What type of material do you publish?
I publish somewhere in between, because the material is often a mix of my design and other people’s works. I publish Typozimmer for my own design experiments and to address design needs that cannot be solved by client works. At the same time, another reason why I publish is to circulate other people’s work through images, interviews, and articles. So I am often selecting and contacting participants to collaborate and design with.
How do you distribute your work?
Distribution is very closed. Typozimmer was distributed only to The Book Society up until Issue No. 5 . Currently it is not in circulation anywhere, but only sold in the poster shop Occupy The City.
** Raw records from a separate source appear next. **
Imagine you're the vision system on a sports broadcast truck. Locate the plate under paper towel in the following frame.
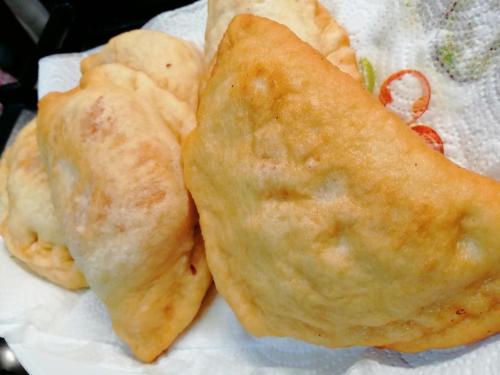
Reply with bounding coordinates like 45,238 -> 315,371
0,0 -> 500,375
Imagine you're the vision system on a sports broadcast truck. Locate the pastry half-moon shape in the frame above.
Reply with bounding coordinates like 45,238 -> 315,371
0,120 -> 87,289
184,15 -> 500,352
205,0 -> 360,80
81,30 -> 204,110
38,75 -> 211,362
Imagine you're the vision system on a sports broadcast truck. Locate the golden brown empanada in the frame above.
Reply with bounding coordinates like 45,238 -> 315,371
81,30 -> 204,110
38,74 -> 211,362
184,15 -> 500,352
205,0 -> 361,80
0,120 -> 87,289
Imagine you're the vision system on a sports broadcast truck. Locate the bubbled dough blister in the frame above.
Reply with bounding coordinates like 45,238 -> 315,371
0,0 -> 500,375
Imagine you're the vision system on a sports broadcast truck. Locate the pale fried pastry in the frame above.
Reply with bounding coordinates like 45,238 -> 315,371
38,75 -> 211,362
80,63 -> 196,142
184,15 -> 500,352
81,30 -> 204,110
0,120 -> 87,289
205,0 -> 360,80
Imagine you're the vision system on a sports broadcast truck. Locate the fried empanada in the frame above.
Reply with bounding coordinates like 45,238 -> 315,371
38,78 -> 211,362
81,30 -> 204,110
80,63 -> 196,142
205,0 -> 361,80
184,15 -> 500,352
0,120 -> 87,289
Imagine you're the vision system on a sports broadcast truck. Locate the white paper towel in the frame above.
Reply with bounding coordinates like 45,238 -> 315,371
0,0 -> 500,375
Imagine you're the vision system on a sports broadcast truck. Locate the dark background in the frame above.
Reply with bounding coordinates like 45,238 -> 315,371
0,0 -> 194,374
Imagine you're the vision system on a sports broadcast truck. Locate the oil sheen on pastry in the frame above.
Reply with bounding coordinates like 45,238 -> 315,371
0,120 -> 87,289
205,0 -> 360,80
38,78 -> 211,362
80,63 -> 196,142
184,15 -> 500,352
81,30 -> 204,110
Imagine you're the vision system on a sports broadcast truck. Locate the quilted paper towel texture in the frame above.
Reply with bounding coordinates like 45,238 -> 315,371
0,0 -> 500,375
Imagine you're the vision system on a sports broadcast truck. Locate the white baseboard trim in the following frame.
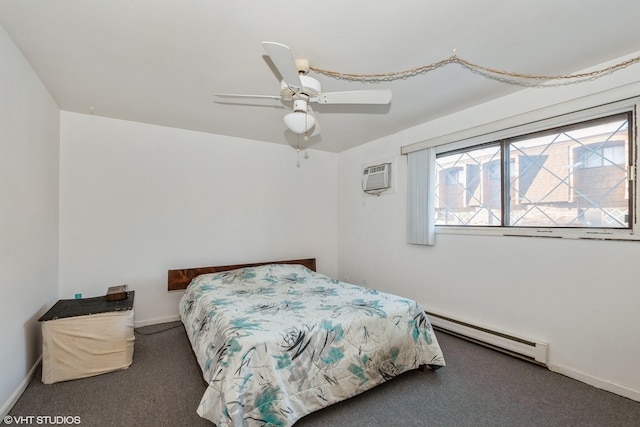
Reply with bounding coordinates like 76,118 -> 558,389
134,314 -> 180,328
548,363 -> 640,402
0,355 -> 42,419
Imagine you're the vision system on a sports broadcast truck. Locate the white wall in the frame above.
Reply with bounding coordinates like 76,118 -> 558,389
338,52 -> 640,400
0,26 -> 59,415
60,112 -> 337,325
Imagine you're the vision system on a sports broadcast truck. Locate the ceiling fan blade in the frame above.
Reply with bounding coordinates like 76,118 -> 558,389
262,42 -> 302,93
309,89 -> 391,104
214,93 -> 282,101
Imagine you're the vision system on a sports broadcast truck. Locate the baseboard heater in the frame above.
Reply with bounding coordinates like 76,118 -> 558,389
426,311 -> 549,366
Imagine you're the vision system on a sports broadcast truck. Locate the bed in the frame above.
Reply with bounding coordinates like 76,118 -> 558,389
169,259 -> 445,427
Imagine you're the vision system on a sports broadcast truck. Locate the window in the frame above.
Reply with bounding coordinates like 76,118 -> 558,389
434,111 -> 634,231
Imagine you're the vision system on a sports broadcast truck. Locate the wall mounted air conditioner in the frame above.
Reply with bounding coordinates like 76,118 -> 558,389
362,163 -> 391,194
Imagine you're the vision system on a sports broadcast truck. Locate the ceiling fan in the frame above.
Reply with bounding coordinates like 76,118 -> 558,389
215,42 -> 391,137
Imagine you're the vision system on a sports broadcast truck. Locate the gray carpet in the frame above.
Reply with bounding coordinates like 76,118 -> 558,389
5,323 -> 640,427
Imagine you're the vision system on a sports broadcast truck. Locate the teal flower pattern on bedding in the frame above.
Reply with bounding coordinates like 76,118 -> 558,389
179,264 -> 444,427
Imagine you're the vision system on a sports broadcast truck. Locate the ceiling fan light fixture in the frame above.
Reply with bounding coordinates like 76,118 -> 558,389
284,111 -> 316,133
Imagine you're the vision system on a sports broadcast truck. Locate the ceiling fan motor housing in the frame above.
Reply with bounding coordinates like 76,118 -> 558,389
280,74 -> 322,99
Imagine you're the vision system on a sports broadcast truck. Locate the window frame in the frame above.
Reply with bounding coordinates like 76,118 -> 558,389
403,97 -> 640,241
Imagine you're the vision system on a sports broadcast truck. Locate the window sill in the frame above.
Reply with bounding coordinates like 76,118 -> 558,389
436,225 -> 640,242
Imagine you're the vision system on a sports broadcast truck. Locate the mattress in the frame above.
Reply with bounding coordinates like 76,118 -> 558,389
179,264 -> 445,427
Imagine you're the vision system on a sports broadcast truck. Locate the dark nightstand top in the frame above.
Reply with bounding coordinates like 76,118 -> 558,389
38,291 -> 135,322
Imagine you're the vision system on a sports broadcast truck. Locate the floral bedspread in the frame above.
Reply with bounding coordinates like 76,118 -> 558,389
179,264 -> 444,427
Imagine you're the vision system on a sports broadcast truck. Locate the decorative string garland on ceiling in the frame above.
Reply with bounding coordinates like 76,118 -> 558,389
309,49 -> 640,87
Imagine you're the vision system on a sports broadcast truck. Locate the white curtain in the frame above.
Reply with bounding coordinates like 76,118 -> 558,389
407,147 -> 436,246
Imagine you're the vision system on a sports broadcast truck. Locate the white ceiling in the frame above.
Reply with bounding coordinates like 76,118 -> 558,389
0,0 -> 640,152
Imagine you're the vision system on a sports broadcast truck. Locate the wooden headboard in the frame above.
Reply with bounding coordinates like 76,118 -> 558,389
168,258 -> 316,291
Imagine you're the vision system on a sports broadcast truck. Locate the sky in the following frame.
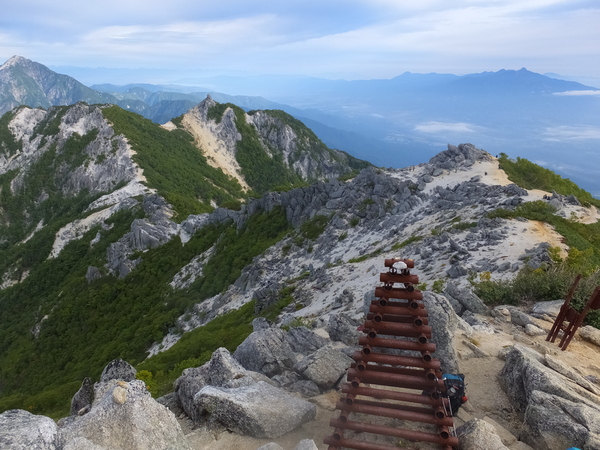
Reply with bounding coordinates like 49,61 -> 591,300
0,0 -> 600,82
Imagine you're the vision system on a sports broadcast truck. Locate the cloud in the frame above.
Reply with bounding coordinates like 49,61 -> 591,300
414,122 -> 479,134
542,125 -> 600,142
0,0 -> 600,78
554,90 -> 600,96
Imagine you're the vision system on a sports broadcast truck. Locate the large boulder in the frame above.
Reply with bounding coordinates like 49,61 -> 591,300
173,364 -> 210,423
233,328 -> 296,377
100,358 -> 137,382
0,409 -> 60,450
499,345 -> 600,450
195,381 -> 316,439
579,325 -> 600,347
423,291 -> 459,373
208,347 -> 248,386
59,380 -> 190,450
444,283 -> 490,315
294,346 -> 353,389
327,313 -> 360,345
285,327 -> 327,355
456,419 -> 508,450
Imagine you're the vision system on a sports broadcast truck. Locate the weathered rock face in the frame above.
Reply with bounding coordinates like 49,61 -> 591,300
0,409 -> 60,450
285,327 -> 327,355
60,380 -> 190,450
444,283 -> 490,315
423,291 -> 459,373
499,345 -> 600,450
294,346 -> 353,389
233,328 -> 296,377
195,381 -> 316,438
173,364 -> 210,423
100,358 -> 137,382
327,313 -> 360,345
456,419 -> 508,450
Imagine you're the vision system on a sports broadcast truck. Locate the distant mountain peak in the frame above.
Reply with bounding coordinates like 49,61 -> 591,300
0,55 -> 33,70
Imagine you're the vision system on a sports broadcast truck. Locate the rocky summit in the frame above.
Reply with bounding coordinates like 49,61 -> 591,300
0,87 -> 600,450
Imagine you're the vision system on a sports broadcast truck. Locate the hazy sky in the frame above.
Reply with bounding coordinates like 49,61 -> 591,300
0,0 -> 600,79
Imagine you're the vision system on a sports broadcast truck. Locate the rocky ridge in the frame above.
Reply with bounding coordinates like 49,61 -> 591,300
0,139 -> 600,450
173,95 -> 366,192
0,56 -> 115,116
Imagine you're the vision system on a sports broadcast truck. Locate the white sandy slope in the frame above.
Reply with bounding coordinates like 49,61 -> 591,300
153,159 -> 600,450
163,114 -> 250,189
151,158 -> 598,354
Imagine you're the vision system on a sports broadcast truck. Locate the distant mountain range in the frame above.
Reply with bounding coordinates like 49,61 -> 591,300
0,57 -> 600,196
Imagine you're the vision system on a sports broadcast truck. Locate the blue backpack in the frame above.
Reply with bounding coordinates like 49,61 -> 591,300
442,373 -> 468,415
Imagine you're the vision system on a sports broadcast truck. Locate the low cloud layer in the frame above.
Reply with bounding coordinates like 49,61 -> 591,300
554,90 -> 600,97
0,0 -> 600,79
542,125 -> 600,142
414,122 -> 479,134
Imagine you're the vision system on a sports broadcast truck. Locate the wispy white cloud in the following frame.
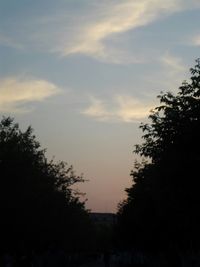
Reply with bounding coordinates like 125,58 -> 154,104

The biggest problem with independent bookstores at the moment is that they are not able to settle their accounts regularly, so it is usually easier to sell them on my own.
What challenges do publishers face today?
People are not reading anymore. Especially in Seoul, most of them don’t read, only watching their smartphones and getting information online. In this situation, we are facing the questioning of physical forms of printed matter. Printed matter will not disappear immediately, however, it may be sooner than we think.
How have you addressed the challenges?
According to The Book by Amaranth Borsuk, the physical form of the book has always been the site of experimentation and play. We should remember its long history of transformation. We are reading differently, not less.
My experiments with the physical form of publications are in two areas. On the one hand, craftsmanship. Using 17 different spot colors including CMYK to make publication more vivid and attractive than a screen is in Typozimmer No. 7 and No. 8. experimenting and pushing the limits of mass printing techniques positions this work somewhere between mass production and craft.
On the other hand, more virtual. One of the main reasons is because of COVID-19 and the quarantine situation. In the context of the transition to non-face-to-face classes, the university's graphic design and typography classes have clear limitations. Therefore, recording and putting online all content is my solution. I started using YouTube as part of that. Physical materials for classes are becoming useless and more virtual.
How does being based in Korea influence your practice?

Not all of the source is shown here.